Growth and Raman Scattering Investigation of a New 2D MOX Material: YbOCl

MOX (M = Fe, Co, Mn, Cr, Lanthanide, or Actinide metals; O = oxygen, X = F, Cl, Br, I), an emerging type of 2D layered materials, have been theoretically predicted to possess unique electronic and magnetic properties. However, 2D MOX have rarely been investigated. Herein, for the first time, ultrathin high‐quality ytterbium oxychloride (YbOCl) single crystals are successfully synthesized via an atmospheric pressure chemical vapor deposition method.
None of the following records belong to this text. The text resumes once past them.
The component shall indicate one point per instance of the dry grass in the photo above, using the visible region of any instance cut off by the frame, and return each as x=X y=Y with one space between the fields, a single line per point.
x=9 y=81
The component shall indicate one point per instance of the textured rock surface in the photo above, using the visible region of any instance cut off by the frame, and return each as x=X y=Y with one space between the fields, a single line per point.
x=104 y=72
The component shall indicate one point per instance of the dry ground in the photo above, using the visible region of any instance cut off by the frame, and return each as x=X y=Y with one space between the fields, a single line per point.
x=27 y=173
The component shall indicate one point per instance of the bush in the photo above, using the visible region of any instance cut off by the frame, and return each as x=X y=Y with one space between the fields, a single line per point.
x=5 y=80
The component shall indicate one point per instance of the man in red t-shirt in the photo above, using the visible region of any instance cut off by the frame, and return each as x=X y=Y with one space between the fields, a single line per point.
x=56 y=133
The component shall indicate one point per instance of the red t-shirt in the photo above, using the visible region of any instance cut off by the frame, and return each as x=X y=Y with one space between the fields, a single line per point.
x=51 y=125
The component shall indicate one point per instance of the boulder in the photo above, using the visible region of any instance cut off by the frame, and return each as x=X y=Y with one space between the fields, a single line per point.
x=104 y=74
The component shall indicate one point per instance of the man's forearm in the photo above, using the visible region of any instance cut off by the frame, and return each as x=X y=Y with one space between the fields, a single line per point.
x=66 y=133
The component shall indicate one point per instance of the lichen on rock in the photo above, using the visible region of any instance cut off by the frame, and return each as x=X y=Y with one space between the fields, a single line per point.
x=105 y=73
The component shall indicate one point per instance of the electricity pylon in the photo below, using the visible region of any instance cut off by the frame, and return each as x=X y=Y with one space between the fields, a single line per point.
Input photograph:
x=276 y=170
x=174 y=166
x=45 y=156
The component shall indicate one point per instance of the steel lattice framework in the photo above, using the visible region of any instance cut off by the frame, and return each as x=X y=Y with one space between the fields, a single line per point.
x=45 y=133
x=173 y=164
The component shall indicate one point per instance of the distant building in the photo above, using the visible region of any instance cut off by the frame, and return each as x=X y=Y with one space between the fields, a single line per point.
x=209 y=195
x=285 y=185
Both theoretical simulations and experimental measurements are utilized to systematically investigate the Raman properties of 2D YbOCl nanosheets. The experimentally observed E g mode at 85.53 cm −1 and A 1g mode at 138.17 cm −1 demonstrate a good match to the results from density functional theory calculations. Furthermore, the temperature‐dependent and thickness‐dependent Raman scattering spectra reveal the adjacent layers in YbOCl nanosheets show a relatively weak van der Waals interaction. Additionally, the polarized‐dependent Raman scattering spectra show the intensity of A 1g mode exhibits twofold patterns while the intensity of the E g mode remains constant as the rotation angle changes. These findings could provide the first‐hand experimental information about the 2D YbOCl crystals.